“I soon realized that no journey carries one far unless, as it extends into the world around us, it goes an equal distance into the world within" -Lillian Smith
12.09.2010 77 °F
Passport clutched tightly, I stood in the line marked "Foreigners." To the left and right lay countless rows similar to mine, intercultural streams of people flooding into one common ocean. An elderly Japanese woman, gray-headed and grasping her husband's arm stood behind me. To my left, a haggard Malaysian woman, anchored by shopping bags, wearily managed two squirming boys bent on escape. Streams and rivers of us, different in our origins, but all flowing toward the same place: outside China.

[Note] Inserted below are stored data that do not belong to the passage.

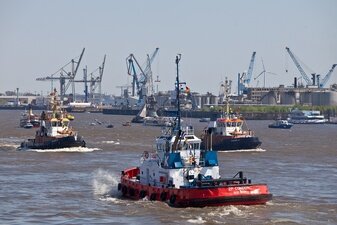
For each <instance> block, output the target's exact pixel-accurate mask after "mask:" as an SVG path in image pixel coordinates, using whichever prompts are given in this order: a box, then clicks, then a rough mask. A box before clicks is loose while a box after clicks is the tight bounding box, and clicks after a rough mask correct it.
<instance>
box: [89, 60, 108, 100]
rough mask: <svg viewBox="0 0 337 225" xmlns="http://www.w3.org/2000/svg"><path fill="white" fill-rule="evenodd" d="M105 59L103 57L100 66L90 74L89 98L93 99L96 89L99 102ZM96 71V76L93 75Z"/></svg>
mask: <svg viewBox="0 0 337 225" xmlns="http://www.w3.org/2000/svg"><path fill="white" fill-rule="evenodd" d="M105 58H106V55H104V58H103V62H102V65H101V66H99V67H98V68H97V69H96V70H94V71H93V72H91V73H90V95H91V98H94V97H95V96H94V95H95V91H96V88H97V87H98V95H99V99H100V101H101V100H102V78H103V73H104V65H105ZM97 71H98V75H95V72H97Z"/></svg>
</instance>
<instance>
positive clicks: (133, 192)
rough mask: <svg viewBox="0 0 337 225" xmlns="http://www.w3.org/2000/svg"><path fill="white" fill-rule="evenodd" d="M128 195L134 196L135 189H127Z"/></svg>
mask: <svg viewBox="0 0 337 225" xmlns="http://www.w3.org/2000/svg"><path fill="white" fill-rule="evenodd" d="M129 195H130V196H135V189H133V188H130V189H129Z"/></svg>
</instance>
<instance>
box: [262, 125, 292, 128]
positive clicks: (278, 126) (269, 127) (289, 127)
mask: <svg viewBox="0 0 337 225" xmlns="http://www.w3.org/2000/svg"><path fill="white" fill-rule="evenodd" d="M292 126H293V125H292V124H281V125H273V124H270V125H268V127H269V128H278V129H290V128H291V127H292Z"/></svg>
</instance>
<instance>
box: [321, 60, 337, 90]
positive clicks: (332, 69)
mask: <svg viewBox="0 0 337 225" xmlns="http://www.w3.org/2000/svg"><path fill="white" fill-rule="evenodd" d="M336 66H337V64H333V65H332V67H331V69H330V70H329V72H328V73H327V74H326V75H325V77H324V78H323V79H322V82H321V83H320V87H325V85H326V84H327V82H328V80H329V79H330V77H331V74H332V72H333V70H334V69H335V67H336Z"/></svg>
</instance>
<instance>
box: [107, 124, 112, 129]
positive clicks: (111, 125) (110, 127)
mask: <svg viewBox="0 0 337 225" xmlns="http://www.w3.org/2000/svg"><path fill="white" fill-rule="evenodd" d="M113 127H114V125H112V124H108V125H107V126H106V128H113Z"/></svg>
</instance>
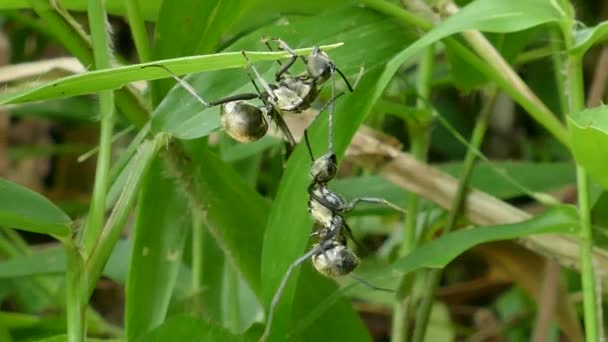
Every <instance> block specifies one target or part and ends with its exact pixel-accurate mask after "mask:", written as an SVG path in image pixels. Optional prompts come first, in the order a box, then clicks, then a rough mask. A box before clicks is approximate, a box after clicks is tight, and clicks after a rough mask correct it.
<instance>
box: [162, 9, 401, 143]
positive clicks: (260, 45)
mask: <svg viewBox="0 0 608 342" xmlns="http://www.w3.org/2000/svg"><path fill="white" fill-rule="evenodd" d="M327 22H331V23H332V25H331V26H329V27H328V26H327V25H326V23H327ZM300 32H307V35H306V36H305V37H303V36H302V35H301V34H300ZM276 36H280V37H281V38H282V39H285V40H286V41H287V42H289V43H290V44H291V45H292V46H293V47H294V48H295V47H300V46H310V45H315V44H321V45H322V44H323V43H325V42H335V41H340V42H341V41H343V42H345V44H344V46H341V47H340V48H338V49H335V50H331V51H328V54H329V55H330V56H331V58H332V59H333V60H334V62H335V63H336V65H338V67H339V68H340V69H341V70H342V71H343V72H344V73H345V74H346V75H347V76H348V77H350V79H351V81H352V80H353V79H354V77H356V75H357V74H358V73H359V70H360V67H362V66H363V67H365V69H366V70H371V69H373V68H375V67H377V66H379V65H381V64H383V63H384V62H386V61H387V60H388V59H389V58H390V57H391V56H393V55H394V54H395V52H396V51H398V50H399V49H400V48H402V47H404V46H405V44H406V43H407V41H404V40H403V29H402V28H401V27H400V26H399V25H397V24H395V23H393V22H391V21H386V20H385V18H383V17H380V16H378V15H374V14H373V13H371V12H370V11H367V10H363V9H359V8H348V9H343V10H340V11H333V12H328V13H324V14H323V15H318V16H314V17H307V18H294V19H290V21H289V23H288V24H284V23H273V24H271V25H268V26H265V27H263V28H261V29H259V30H257V31H255V32H253V33H251V34H249V35H247V36H246V37H243V38H242V39H240V40H238V41H237V42H235V43H234V44H233V45H231V46H229V47H228V48H227V49H226V50H228V51H239V50H242V49H245V50H254V49H260V48H262V47H263V45H262V44H261V42H260V40H261V39H262V38H263V37H276ZM361 46H374V49H373V50H371V49H369V50H361ZM241 58H242V57H241ZM256 65H257V67H258V68H259V69H260V71H261V72H262V74H263V75H264V76H265V77H267V79H270V77H271V75H272V70H270V67H271V66H273V67H274V65H272V64H269V63H256ZM294 70H295V72H299V71H300V70H303V68H302V65H301V64H300V63H296V65H295V66H294ZM272 76H274V75H272ZM186 79H187V81H188V83H190V84H191V85H192V87H193V88H194V89H196V90H197V91H198V94H199V95H200V96H201V97H202V98H203V99H206V100H209V101H210V100H215V99H219V98H222V97H225V96H229V95H233V94H237V93H242V92H251V91H255V90H254V89H253V87H252V86H251V83H250V81H249V79H248V78H247V74H246V72H245V70H225V71H222V72H211V73H205V74H201V75H193V76H192V77H188V78H186ZM337 83H338V84H340V81H339V80H338V82H337ZM326 88H327V87H326ZM176 109H179V110H176ZM219 125H220V123H219V108H217V107H215V108H210V109H205V108H204V107H203V106H202V105H201V104H200V103H199V102H198V101H197V100H196V99H195V98H194V97H193V96H192V95H191V94H189V93H188V92H186V91H185V90H184V89H182V88H181V87H179V86H178V87H175V88H174V89H173V90H172V91H171V92H170V93H169V95H168V96H167V97H166V98H165V99H164V100H163V102H161V104H160V105H159V106H158V107H157V108H156V110H155V111H154V115H153V119H152V128H153V130H155V131H158V132H161V131H162V132H168V133H170V134H172V135H174V136H176V137H179V138H180V139H194V138H199V137H203V136H206V135H208V134H209V133H210V132H212V131H214V130H216V129H217V128H218V127H219Z"/></svg>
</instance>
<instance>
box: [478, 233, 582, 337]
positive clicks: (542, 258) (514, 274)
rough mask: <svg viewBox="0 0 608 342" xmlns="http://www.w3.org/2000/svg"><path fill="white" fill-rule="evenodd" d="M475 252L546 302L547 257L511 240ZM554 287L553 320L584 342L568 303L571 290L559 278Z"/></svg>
mask: <svg viewBox="0 0 608 342" xmlns="http://www.w3.org/2000/svg"><path fill="white" fill-rule="evenodd" d="M474 252H475V253H479V254H481V255H482V256H483V257H484V259H486V260H487V262H489V263H491V264H493V265H494V266H495V267H500V268H502V269H503V270H504V272H506V273H507V274H509V276H510V278H511V279H512V280H513V281H514V282H515V283H516V284H518V285H519V286H520V287H521V288H522V289H523V290H524V291H525V292H526V293H527V294H528V295H529V296H530V297H531V298H533V299H534V300H535V301H536V303H538V304H539V305H540V304H542V303H543V299H544V298H543V296H544V295H546V293H544V292H543V286H542V284H543V278H544V277H545V272H543V271H542V270H545V269H546V265H547V262H546V261H547V259H546V258H543V257H541V256H539V255H538V254H536V253H534V252H532V251H529V250H526V249H525V248H522V247H521V246H518V245H516V244H514V243H511V242H508V241H502V242H493V243H488V244H483V245H479V246H477V247H475V249H474ZM551 286H552V287H553V288H554V290H555V292H554V294H555V296H554V299H555V300H556V301H555V305H554V306H553V309H554V311H553V315H554V316H553V317H554V318H555V320H556V321H557V323H558V325H559V327H560V329H561V330H562V331H563V332H564V334H565V335H566V336H567V337H568V339H569V340H570V341H582V340H583V333H582V330H581V326H580V323H579V321H578V318H577V316H576V311H575V310H574V308H573V307H572V304H571V303H570V301H569V300H568V298H569V297H568V291H567V290H566V288H565V286H563V284H562V283H561V282H560V281H559V279H558V281H557V282H556V283H553V284H551Z"/></svg>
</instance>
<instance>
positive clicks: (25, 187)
mask: <svg viewBox="0 0 608 342" xmlns="http://www.w3.org/2000/svg"><path fill="white" fill-rule="evenodd" d="M71 224H72V221H71V220H70V218H69V217H68V215H67V214H66V213H64V212H63V211H61V209H59V208H58V207H57V206H55V205H54V204H53V203H52V202H51V201H49V200H48V199H46V198H44V196H42V195H40V194H38V193H36V192H33V191H32V190H30V189H28V188H26V187H23V186H21V185H18V184H15V183H13V182H10V181H8V180H6V179H3V178H0V226H8V227H14V228H17V229H22V230H27V231H30V232H34V233H42V234H49V235H57V236H60V237H68V236H70V234H71V233H72V229H71Z"/></svg>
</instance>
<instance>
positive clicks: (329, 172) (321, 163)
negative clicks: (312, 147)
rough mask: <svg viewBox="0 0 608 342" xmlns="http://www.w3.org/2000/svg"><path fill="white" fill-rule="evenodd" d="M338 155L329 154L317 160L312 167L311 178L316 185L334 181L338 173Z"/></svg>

Jake and I shuffled through the border checkpoints into Macau, an area adjacent to Zhuhai. Like Hong Kong, Macau is a special administrative region of China. Lying on the western side of the Pearl River Delta, the territory was originally a Portuguese settlement during the 16th century. According to Wikipedia, the name is said to have derived from the Jyutping Temple built in 1448. The temple was dedicated to Matsu, goddess of fishermen and seafarers.
With successful industries in textiles and electronics, Macau is also known for its hotels, historical sites, resorts and casinos. With such a rich reputation, Jake and I couldn't help but plan a daytrip to the area.